I am in the process of developing a daemon and user application which will talk to the daemon over a UNIX domain socket to send commands, get status information, etc. The user application will be run by non-root users with the setuid bit set so that it will have an effective uid of root, which will allow it to access resources requiring root privileges. Most files, sockets, devices (ttys, etc.) require root privileges to access them through the file, ioctl system calls. I do not want to run with raised privileges all the time during runtime since it is not secure and frowned upon.
My question, since I have not been able to find anything in books or on the Internet, is there a comprehensive list of system calls, resources that need root privileges to access? I know the resources I am using need raised privileges since I can verify that by debugging with/without the setuid bit set for a given executable, but I am just curious if there is a compiled list somewhere outlining when, when you do not need raised privileges to access resources?
An ioctl
does not require raised privileges per se. A given device might be restricted to special priviliges, but that doesn't mean your program needs to be run as root
:
On traditional linux system, privilege authorization is handled via file-permissions (mostly: group memberships).

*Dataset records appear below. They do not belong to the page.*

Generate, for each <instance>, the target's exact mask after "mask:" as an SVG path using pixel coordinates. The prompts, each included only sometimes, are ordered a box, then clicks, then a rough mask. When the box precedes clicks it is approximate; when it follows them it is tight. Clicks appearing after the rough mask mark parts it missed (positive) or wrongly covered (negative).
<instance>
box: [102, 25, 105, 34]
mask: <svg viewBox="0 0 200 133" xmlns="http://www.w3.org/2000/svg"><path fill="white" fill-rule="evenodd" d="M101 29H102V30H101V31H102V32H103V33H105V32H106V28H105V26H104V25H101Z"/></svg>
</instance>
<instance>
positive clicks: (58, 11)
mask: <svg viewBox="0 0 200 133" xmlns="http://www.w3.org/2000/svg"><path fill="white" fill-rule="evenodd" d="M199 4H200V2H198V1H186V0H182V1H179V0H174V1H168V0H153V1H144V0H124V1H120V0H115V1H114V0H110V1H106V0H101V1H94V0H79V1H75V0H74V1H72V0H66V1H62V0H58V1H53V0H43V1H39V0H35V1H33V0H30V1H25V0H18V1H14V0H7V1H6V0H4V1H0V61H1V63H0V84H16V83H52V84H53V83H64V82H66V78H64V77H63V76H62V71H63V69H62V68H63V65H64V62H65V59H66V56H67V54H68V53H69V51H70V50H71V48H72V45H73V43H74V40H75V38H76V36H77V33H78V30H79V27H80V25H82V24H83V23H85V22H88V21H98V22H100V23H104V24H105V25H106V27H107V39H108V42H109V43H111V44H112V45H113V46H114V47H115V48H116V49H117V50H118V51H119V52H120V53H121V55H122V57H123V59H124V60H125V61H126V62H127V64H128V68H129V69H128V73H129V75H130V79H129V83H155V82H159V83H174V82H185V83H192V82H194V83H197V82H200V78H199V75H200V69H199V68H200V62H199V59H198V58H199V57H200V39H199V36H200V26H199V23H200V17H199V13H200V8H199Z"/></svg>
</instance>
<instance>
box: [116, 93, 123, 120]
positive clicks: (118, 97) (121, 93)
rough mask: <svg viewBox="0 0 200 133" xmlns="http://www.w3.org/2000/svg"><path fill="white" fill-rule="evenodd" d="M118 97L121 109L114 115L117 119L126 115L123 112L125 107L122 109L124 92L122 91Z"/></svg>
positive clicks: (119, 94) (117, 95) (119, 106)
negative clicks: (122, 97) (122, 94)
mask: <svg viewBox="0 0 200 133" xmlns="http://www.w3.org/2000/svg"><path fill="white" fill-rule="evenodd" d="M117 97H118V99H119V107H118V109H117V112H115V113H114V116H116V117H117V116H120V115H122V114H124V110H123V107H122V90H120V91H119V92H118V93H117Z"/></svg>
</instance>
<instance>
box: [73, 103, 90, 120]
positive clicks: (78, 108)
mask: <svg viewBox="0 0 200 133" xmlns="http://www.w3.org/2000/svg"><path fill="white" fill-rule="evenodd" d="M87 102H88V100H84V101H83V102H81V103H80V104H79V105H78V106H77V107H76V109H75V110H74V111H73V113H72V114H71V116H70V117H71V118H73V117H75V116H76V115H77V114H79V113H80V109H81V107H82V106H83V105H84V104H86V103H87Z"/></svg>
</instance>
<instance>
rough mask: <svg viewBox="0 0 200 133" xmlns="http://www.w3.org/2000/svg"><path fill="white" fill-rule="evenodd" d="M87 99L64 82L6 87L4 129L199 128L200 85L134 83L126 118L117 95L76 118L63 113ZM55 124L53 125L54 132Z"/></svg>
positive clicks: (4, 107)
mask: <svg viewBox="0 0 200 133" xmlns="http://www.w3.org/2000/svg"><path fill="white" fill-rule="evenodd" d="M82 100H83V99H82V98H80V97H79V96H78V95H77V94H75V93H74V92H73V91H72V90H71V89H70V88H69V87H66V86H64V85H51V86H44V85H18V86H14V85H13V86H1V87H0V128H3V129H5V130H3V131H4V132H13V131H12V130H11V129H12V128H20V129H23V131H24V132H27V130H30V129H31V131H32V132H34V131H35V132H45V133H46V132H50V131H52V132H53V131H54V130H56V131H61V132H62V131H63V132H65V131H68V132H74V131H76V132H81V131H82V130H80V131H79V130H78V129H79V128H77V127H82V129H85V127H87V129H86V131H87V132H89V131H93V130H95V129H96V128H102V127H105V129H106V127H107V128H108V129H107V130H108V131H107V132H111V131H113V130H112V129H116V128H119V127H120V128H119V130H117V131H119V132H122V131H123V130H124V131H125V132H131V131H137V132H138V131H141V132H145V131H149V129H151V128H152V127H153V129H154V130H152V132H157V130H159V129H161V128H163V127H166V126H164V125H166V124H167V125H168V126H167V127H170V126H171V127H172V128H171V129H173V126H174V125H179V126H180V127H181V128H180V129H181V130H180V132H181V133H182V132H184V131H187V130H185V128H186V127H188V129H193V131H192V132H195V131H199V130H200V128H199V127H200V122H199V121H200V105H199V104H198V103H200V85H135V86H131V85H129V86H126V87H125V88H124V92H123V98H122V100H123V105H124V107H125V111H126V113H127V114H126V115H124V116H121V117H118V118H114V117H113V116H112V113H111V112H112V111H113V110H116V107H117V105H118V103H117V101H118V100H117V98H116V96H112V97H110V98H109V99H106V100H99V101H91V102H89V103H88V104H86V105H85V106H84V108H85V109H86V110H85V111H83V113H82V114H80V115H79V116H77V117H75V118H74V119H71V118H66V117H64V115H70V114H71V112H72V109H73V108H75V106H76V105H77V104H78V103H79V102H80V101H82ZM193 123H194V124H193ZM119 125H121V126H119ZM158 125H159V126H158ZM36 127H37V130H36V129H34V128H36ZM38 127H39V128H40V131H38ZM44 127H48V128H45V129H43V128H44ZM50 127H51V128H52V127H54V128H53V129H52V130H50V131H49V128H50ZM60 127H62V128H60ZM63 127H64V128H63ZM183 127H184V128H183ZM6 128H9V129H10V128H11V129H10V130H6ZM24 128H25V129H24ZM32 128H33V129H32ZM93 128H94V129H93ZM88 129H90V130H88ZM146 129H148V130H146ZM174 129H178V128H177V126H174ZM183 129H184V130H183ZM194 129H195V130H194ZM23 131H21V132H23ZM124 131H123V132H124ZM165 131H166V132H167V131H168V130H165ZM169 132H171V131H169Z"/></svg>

Consider accessing a webcam, which shows up as /dev/video3
$ ls -l /dev/video3 crw-rw----+ 1 root video 81, 0 Dec 2 09:21 /dev/video3
So this device can be read/write by root
and any user belonging to the video
group.
So it is enough if the user of a program that wants to control /dev/video3
is a member of the video
group.
Note: "user" need not be a human user; it can also be a system user who's sole purpose is to run a given daemon.
If this is too coarse (e.g. you want to grant a given user access to /dev/video3
but not /dev/video0
; but by default both are writeable by the video
group), it is easy enough to setup udev
rules that will grant more specific permissions for individual devices.